São Joaquim da Barra, 08 de Outubro de 2015 - Para o alívio do setor do agronegócio, por enquanto, nenhuma medida de corte no Plano Safra 2015-2016 está no pacote de redução de gastos do Governo. Isso quer dizer que os mais de R$187,7 bilhões em recursos para apoiar a produção agropecuária, volume 20,2% superior ao do Plano anterior, até o momento, parecem estar assegurados. Segundo Carlos Cogo, consultor em agronegócios da Carlos Cogo Consultoria Agroeconômica, ainda que não tenha sido tirado desse porcentual a inflação do período, trata-se de um crescimento.

Para o consultor, a garantia dos recursos já orçados para o Plano Safra atual, sem surpresas com reduções ou cortes, está sim entre as principais medidas para que o setor se mantenha estável neste período. Segundo o especialista, o setor do agronegócio é o que melhor tem colaborado com a balança comercial do país, sendo responsável pelo superávit no primeiro semestre e, assim, o que menos deveria sofrer cortes.

No entanto, Cogo acredita que, levar adiante as discussões sobre a substituição do Safra por Planos Plurianuais, com uma política agrícola de longo prazo, assim como já acontece nos Estados Unidos, Canadá e União Europeia, seria ainda mais impactante. “Isso quer dizer que, além da definição de recursos e juros, um conjunto de regras, que não são complexas, seria elaborado e nortearia o setor por um período mais prolongado, por cerca de quatro ou cinco anos, permitindo um planejamento melhor e assegurando uma maior estabilidade”, explicou.

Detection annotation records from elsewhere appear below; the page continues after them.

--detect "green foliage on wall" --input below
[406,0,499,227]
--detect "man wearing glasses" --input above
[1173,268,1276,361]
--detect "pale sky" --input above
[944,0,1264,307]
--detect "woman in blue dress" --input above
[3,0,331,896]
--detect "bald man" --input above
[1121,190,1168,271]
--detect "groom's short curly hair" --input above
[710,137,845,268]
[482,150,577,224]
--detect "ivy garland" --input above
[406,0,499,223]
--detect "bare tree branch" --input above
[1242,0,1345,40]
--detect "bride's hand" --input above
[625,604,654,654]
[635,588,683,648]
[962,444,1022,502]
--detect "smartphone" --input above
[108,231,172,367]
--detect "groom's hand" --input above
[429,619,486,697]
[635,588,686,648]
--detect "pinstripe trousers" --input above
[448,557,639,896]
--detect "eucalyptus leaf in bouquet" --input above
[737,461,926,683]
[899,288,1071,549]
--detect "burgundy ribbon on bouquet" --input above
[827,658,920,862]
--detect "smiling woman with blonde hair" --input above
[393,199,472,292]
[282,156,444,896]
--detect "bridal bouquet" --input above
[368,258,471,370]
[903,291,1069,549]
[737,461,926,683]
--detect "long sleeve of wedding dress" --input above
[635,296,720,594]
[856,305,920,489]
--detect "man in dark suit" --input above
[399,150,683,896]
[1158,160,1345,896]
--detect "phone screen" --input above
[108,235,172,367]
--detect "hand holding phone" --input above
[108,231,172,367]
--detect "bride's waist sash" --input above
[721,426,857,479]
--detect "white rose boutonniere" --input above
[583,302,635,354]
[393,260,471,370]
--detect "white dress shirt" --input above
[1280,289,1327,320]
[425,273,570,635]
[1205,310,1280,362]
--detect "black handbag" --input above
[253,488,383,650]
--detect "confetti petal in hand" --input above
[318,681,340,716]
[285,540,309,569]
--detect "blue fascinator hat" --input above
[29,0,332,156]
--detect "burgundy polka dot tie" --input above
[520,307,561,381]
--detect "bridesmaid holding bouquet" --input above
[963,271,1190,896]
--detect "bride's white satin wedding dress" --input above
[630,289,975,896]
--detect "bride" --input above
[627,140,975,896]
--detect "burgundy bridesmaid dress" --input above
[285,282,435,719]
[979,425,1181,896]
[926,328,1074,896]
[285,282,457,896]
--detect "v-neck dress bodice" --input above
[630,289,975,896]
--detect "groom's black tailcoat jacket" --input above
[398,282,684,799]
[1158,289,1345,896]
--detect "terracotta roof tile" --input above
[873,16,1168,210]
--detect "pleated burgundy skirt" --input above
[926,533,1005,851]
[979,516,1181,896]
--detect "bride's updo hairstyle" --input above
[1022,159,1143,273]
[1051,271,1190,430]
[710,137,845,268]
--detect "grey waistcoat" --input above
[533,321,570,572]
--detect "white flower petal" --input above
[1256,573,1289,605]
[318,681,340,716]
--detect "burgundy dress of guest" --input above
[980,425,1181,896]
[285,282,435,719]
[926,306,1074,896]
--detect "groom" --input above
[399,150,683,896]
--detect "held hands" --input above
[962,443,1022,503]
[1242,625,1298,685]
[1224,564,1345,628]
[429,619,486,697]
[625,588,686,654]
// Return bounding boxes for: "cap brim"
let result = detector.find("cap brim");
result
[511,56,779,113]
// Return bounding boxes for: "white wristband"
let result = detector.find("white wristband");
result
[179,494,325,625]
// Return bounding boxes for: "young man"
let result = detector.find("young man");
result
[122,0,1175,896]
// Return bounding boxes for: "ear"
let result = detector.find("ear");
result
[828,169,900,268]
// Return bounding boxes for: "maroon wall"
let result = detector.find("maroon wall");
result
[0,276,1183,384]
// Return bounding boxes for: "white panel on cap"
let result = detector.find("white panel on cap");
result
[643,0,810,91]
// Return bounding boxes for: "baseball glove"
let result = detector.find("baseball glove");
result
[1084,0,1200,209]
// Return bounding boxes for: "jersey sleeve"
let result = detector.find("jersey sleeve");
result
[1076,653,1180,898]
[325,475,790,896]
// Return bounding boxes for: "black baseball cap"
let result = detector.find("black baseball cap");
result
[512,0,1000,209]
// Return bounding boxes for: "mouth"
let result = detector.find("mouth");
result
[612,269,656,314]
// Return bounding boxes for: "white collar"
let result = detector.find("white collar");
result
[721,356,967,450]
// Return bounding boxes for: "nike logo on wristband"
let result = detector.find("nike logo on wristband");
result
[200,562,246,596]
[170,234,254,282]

De acordo com o consultor, o Grupo de Trabalho (GT) de Alto Nível constituído recentemente para discutir e delinear a Lei Plurianual da Produção Agrícola Brasileira (LPAB) já é um bom sinal. O Grupo visa estabelecer um planejamento estratégico agropecuário para o produtor brasileiro, dando previsibilidade ao mercado. “Este já é um indício de que o Ministério da Agricultura está, pelo menos, ouvindo este antigo pleito do setor”, acrescentou.

Durante encontro com líderes e representantes do segmento em Porto Alegre/RS no último mês de setembro, Cogo disse também que, além desses ajustes, o Governo precisaria assumir os erros cometidos na esfera política e econômica e tomar medidas mais duras. “Além das medidas anunciadas no último pacote de ajuste fiscal, a venda de ativos e cortes mais severos nos gastos do governo, por exemplo, também ajudariam a minimizar a insegurança dos investidores externos e ajudar o país voltar a crescer”, concluiu.